Clinton, Nixon cases differ

    100

    By MELINDA SEMADENI

    The 1998 Clinton investigation provides deja vu for some members of the House Judiciary Committee. In fact, many members are looking as to how their counterparts acted in the 1973-74 Nixon investigation.

    With talk of impeachment hearings, many House Judiciary Committee members are taking a look back at the Nixon investigation. However, the conflicting issues of polls, partisanship, elections and the standard of impeachment continue to cloud proceedings.

    Byron Daynes, a professor of Political Science at BYU studies the American presidency. Daynes said members of the House Judiciary Committee acted differently during the 1973-74 investigation than in 1998 with mid-term elections imminent for the entire House of Representatives and a third of the senate.

    “Many of them preferred to follow their conscience rather than consult their constituents. They were acting in other words as trustees rather than delegates of public opinion.

    “Today many of them feel just the opposite, they’ll wait to see what the public feels and respond accordingly. Impeachment is a House procedure and the public has no role and should have no role in the process. They are being much more cautious and are much too worried about their seat to be as forthright and courageous as the Nixon committee,” Daynes said.

    With concerns like Daynes, some wonder if public polling only clouds the situation.

    Rodger Dean Duncan, president of the Duncan Company, worked as a communication consultant for cabinet officials during the Nixon administration. A former BYU professor, Duncan was hired the Monday after the Watergate break-in.

    Duncan who has served as a pollster himself, said there are two critical rules that must be followed when conducting surveys or public opinion polls.

    “The first is self-evident: Ask the right questions. When asked the wrong questions you’ll still get data. Then you’ll begin chasing false assumptions. With more data to validate the assumptions these assumptions become fact. You can lose sight of the principles involved and get a skewed idea of reality.”

    Duncan said he is very skeptical of polls that show the American people approve of the job Bill Clinton is doing as president.? “The private behavior of a person in the public trust is always relevant. Regarding Bill Clinton, the pollsters are asking the wrong questions, and the results are terribly misleading,” Duncan said.

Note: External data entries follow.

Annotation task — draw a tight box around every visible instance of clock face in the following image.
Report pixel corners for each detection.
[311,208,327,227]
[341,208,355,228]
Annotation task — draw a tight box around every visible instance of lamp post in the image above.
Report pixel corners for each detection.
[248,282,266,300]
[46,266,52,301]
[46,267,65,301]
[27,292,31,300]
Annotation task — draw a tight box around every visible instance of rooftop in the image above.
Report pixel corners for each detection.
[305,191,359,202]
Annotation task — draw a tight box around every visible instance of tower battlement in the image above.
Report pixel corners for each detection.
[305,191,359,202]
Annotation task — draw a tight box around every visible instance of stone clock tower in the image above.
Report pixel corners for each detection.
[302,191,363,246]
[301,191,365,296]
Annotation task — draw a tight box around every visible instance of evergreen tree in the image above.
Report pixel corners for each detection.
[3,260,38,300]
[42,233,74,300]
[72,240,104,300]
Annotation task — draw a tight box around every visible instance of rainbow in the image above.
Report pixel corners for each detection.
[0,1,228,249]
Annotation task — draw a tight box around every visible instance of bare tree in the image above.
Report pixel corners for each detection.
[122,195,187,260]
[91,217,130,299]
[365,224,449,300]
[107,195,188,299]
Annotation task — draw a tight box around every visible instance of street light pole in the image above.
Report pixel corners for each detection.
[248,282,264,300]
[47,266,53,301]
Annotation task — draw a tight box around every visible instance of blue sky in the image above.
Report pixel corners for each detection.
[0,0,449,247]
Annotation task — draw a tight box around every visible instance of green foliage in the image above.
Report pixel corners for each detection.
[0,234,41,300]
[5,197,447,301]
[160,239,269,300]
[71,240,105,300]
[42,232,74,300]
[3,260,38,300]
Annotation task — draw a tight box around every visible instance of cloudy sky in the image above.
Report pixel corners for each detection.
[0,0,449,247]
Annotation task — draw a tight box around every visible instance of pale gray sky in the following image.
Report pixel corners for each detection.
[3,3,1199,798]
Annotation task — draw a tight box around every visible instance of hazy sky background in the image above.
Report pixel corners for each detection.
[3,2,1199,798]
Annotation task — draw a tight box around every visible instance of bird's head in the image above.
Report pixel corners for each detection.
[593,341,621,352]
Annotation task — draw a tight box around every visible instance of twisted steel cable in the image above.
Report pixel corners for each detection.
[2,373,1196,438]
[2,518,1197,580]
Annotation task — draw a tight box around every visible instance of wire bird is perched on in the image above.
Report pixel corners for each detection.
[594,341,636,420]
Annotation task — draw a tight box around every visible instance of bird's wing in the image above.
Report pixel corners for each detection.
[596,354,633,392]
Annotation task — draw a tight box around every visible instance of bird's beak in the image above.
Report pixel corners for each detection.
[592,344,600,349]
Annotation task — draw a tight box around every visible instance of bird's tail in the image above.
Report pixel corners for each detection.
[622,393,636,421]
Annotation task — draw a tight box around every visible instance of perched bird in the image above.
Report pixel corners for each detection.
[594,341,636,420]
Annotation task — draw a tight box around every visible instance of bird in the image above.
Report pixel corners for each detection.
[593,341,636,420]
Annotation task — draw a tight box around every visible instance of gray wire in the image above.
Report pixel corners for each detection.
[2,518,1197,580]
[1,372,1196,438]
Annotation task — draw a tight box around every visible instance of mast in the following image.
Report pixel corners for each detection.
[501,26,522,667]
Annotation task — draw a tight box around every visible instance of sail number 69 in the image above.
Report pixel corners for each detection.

    House Judiciary Committee members confront a variety of challenges in allowing the accessibility of evidence to the public at large.

    Grant Hansen, a school administrator in Rigby Idaho and BYU alumnus who interned at the Office of the Clerk for the House of Representatives in Washington D.C., five months before Nixon resigned. Hansen, a political science major, said the atmosphere was tense as the evidence accumulated against the President.

    Hansen said it was different to be “in the beltway” with more information and access to bigger newspapers.

    Paralleling the distribution of information between 1974 and 1998, finds greater public accessibility to evidence shared by the Judiciary Committee. With the committee’s decision to release the Starr report, information is just a click away.

    Hansen said in 1974, however, Chairman Rodino of the House Judiciary Committee released little information on the investigation to the public.

    Even today citizens desiring information on the Watergate investigation must make requests through the National Archives and Records Administration. (NARA)

    Donna Ransom, secretary at the NARA’s Nixon Presidential Materials office said transcripts are available, but copies can’t be made of the actual tapes.

    According to the Presidential Recordings and Materials Preservation Act of 1974, the NARA must review the tapes and can only allow the public to view or listen to material related to the abuse of governmental power.

    Questions remain if the Judiciary Committee can withstand partisanship. Daynes said the committee is made of extreme conservatives and liberals and that trying to monitor that as Chairman Hyde must do is a difficult process.

    Hansen said it is very important for the committee to make a bipartisan effort. He said he now disagrees with the conclusions he reached on origins of factions in his masters thesis almost 20 years ago.

    America has entered a period of partisanship since Watergate and since then it has only gotten worse, Hansen said.

    Hansen feels that if Clinton is impeached, the nation will see a very partisan period. He also believes there has been a concerted effort since 1993 by certain political elements to get him out.

    “Ever since Nixon was impeached republicans have been chomping at the bit to get the President,” Hansen said. “We must get over these feelings.”

    Daynes said impeachment is a serious matter and is designed for when presidential powers are used in a way to bring the system down. He said that Nixon’s abuse of powers is different than the charges leveled against Bill Clinton.

    “Impeachment was designed for the Richard Nixon case not for the Bill Clinton case. That is what impeachment is designed for, to protect us between elections,” Daynes said.